6. Un método según la reivindicación 5, en el que el promotor regulable es el promotor P170 regulable por pH, o un derivado del mismo que es regulable por pH.

7. Un método según la reivindicación 1 ó 2, en el que el promotor se introduce en la bacteria de ácido láctico en un replicón que se replica autónomamente.

8. Un método según la reivindicación 1 ó 2, en el que el promotor es un promotor no asociado naturalmente con la secuencia nucleotídica que codifica el péptido, polipéptido o proteína heterólogo.

9. Un método según la reivindicación 1, en el que el péptido, polipéptido o proteína heterólogo se selecciona del grupo que consiste en una enzima y un compuesto farmacéutico activo.

10. Un método según la reivindicación 1, en el que la secuencia nucleotídica codificante está enlazada operablemente a una secuencia nucleotídica que codifica un péptido señal (SP).

11. Un método según la reivindicación 10, en el que el péptido señal se selecciona del grupo que consiste en el péptido señal Usp45 y el péptido señal que tiene la secuencia MKFNKKRVAIATFIALIFVSFFTISSQDAQAAERS (SEQ ID NO: 1).

12. Un método según cualquiera de las reivindicaciones 1-11, en el que la bacteria de ácido láctico se cultiva en un medio químicamente definido.

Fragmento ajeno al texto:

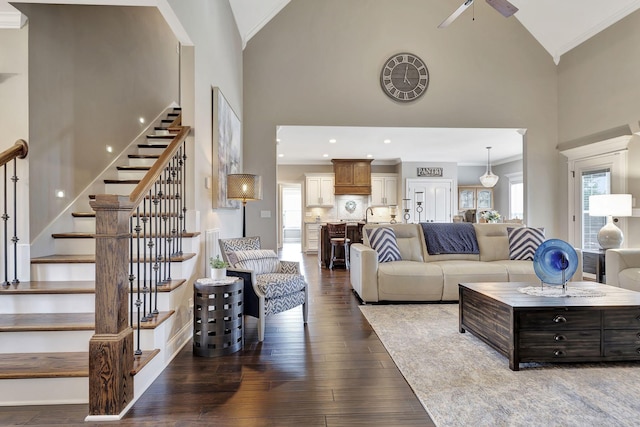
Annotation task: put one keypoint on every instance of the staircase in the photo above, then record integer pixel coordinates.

13. Un método según la reivindicación 12, en el que la concentración de glucosa se mantiene a una concentración preseleccionada de al menos alrededor de 0,5 g/l mediante alimentación controlada de glucosa.

14. Un método según la reivindicación 13, en el que el control de la alimentación de glucosa al medio está enlazado al control del pH.

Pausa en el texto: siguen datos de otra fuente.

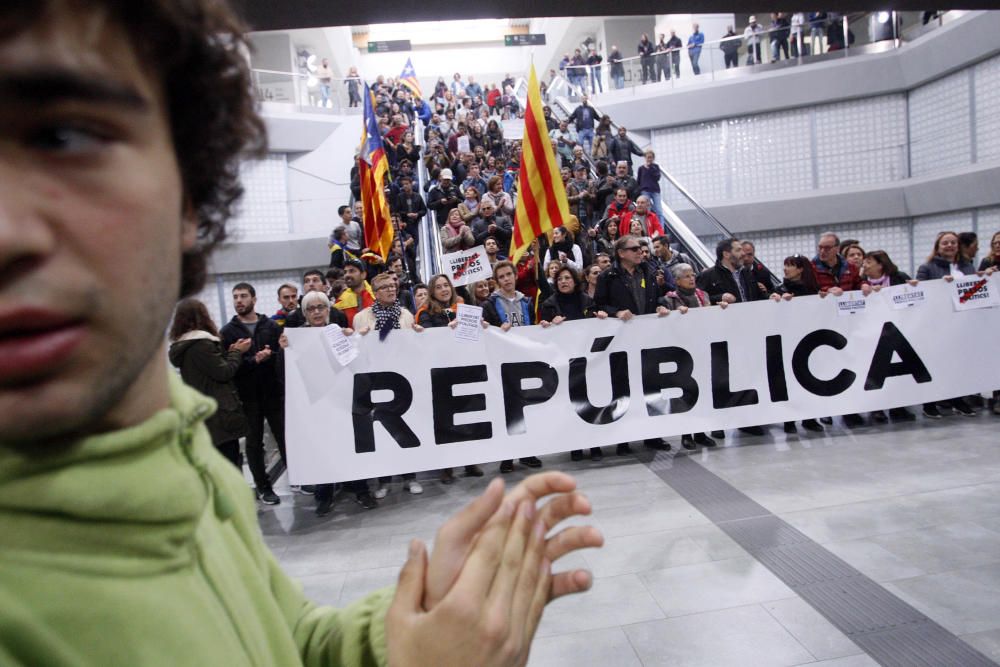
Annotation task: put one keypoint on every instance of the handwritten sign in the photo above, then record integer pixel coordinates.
(467, 266)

15. Un método según la reivindicación 12, en el que el medio químicamente definido se suplementa con extracto de levadura.

16. Un método según la reivindicación 15, en el que la cantidad de extracto de levadura está en el intervalo de 0,1-10 g/l.

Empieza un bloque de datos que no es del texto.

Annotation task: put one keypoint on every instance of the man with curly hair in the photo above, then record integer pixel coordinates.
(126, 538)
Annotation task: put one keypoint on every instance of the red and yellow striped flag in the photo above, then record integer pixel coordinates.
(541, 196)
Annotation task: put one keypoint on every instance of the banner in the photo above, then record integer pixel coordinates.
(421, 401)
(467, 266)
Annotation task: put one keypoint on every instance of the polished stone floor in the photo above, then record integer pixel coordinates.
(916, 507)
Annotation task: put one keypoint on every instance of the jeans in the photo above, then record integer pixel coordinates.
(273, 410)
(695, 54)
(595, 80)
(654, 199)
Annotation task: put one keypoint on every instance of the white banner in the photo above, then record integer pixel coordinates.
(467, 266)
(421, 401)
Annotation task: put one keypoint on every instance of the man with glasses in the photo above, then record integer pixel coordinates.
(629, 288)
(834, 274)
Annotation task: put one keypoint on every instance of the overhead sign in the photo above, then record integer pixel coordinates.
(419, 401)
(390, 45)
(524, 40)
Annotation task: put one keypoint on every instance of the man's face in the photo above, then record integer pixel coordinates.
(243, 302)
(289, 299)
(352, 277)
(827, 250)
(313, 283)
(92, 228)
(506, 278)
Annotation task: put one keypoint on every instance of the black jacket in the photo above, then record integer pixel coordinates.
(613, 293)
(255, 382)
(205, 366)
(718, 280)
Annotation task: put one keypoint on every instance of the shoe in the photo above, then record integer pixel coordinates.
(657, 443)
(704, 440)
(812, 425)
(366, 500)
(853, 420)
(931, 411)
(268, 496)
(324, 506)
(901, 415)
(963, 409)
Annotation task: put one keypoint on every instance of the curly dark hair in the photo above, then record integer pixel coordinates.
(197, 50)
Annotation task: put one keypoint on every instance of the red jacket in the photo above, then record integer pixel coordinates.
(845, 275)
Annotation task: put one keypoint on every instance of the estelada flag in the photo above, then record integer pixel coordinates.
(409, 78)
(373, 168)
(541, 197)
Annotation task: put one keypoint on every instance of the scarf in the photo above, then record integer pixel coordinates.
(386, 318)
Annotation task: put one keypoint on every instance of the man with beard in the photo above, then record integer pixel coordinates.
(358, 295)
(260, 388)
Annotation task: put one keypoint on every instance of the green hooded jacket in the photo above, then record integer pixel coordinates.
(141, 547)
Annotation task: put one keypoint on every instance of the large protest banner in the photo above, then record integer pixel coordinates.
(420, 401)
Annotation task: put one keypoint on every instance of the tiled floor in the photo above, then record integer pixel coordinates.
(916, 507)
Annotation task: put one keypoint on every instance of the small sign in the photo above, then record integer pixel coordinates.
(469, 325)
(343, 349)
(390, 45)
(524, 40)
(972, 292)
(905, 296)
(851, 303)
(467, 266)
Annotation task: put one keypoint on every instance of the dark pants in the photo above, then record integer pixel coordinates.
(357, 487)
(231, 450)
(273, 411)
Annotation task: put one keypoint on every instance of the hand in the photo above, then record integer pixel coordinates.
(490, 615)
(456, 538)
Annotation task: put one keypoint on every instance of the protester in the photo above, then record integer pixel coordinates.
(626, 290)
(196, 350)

17. Un método según cualquiera de las reivindicaciones 1-16, en el que el rendimiento de péptido, polipéptido o proteína heterólogo es al menos 5 mg/l.

18. Un método según la reivindicación 17, en el que el rendimiento de péptido, polipéptido o proteína heterólogo es al menos 100 mg/l.

19. Un método según la reivindicación 18, en el que el rendimiento de péptido, polipéptido o proteína heterólogo es al menos 200 mg/l.

20. El método de la reivindicación 1, que usa un medio basal químicamente definido (medio LM1) para cultivar bacterias, consistiendo el medio en:

21. Uso de un medio como se define en la reivindicación 20, en un procedimiento de cultivo discontinuo alimentado o continuo que usa bacterias de ácido láctico.

22. El método de la reivindicación 1, que usa un medio químicamente definido (medio LM3) para cultivar bacterias, conteniendo dicho medio químicamente definido (medio LM3) todos los componentes del medio de la reivindicación 20 en cantidades de tres veces, excepto los fosfatos y acetato de sodio, cuyas cantidades respectivas se mantienen al mismo nivel que en el medio LM1.

23. El método de la reivindicación 1, que usa un medio químicamente definido (medio LM5) para cultivar bacterias, conteniendo dicho medio químicamente definido (medio LM5) todos los componentes del medio de la reivindicación 20 en cantidades de cinco veces, excepto los fosfatos y acetato de sodio, cuyas cantidades respectivas se mantienen al mismo nivel que en el medio LM1.

24. El método de la reivindicación 1, que usa un medio químicamente definido como se describe en cualquiera de las reivindicaciones 20-23, que contiene adicionalmente glucosa en una cantidad en el intervalo de 1-100 g/l.

25. Un método según la reivindicación 12, en el que el medio químicamente definido es el medio definido en cualquiera de las reivindicaciones 20, 22-24.